What’s marijuana doing to the heart?
Study authors note that their study reveals a link between cannabis and heart attacks, but doesn’t reveal the trigger.
“We analyzed the Behavioral Risk Factor Surveillance System data set (2017–2018) because it is the best available source for providing insights which are generalizable and nationally representative,” says Nikhil Mistry, a PhD candidate at the University of Toronto. “As a young adult, it is important to be aware of the risks associated with cannabis use, especially in the current climate where we are exposed to a wealth of misinformation and non–evidence-based health recommendations.”

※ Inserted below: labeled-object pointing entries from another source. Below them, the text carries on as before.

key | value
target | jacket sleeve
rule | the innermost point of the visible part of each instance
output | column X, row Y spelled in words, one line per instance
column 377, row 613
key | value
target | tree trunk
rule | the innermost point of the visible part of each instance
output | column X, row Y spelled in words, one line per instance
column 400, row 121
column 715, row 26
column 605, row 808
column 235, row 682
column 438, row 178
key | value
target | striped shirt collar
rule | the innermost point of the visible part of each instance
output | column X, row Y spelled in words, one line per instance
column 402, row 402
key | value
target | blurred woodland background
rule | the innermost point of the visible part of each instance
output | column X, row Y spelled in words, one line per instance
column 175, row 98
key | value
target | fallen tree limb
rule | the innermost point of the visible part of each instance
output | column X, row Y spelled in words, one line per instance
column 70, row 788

“Not only young adults, but physicians and other clinicians need to be aware of this potentially important relationship. Cannabis use should be considered in cardiovascular risk assessment. When making decisions about cannabis consumption, patients and physicians should consider its associated benefits and risks, in the context of their own health risk factors and behaviors,” adds Dr. David Mazer, a clinician scientist at Unity Health Toronto.
“The large sample size, generalizability and detailed data on cannabis consumption of this cross-sectional study provide unique insight into this growing public health concern,” the authors conclude.
The findings appear in the Canadian Medical Association Journal.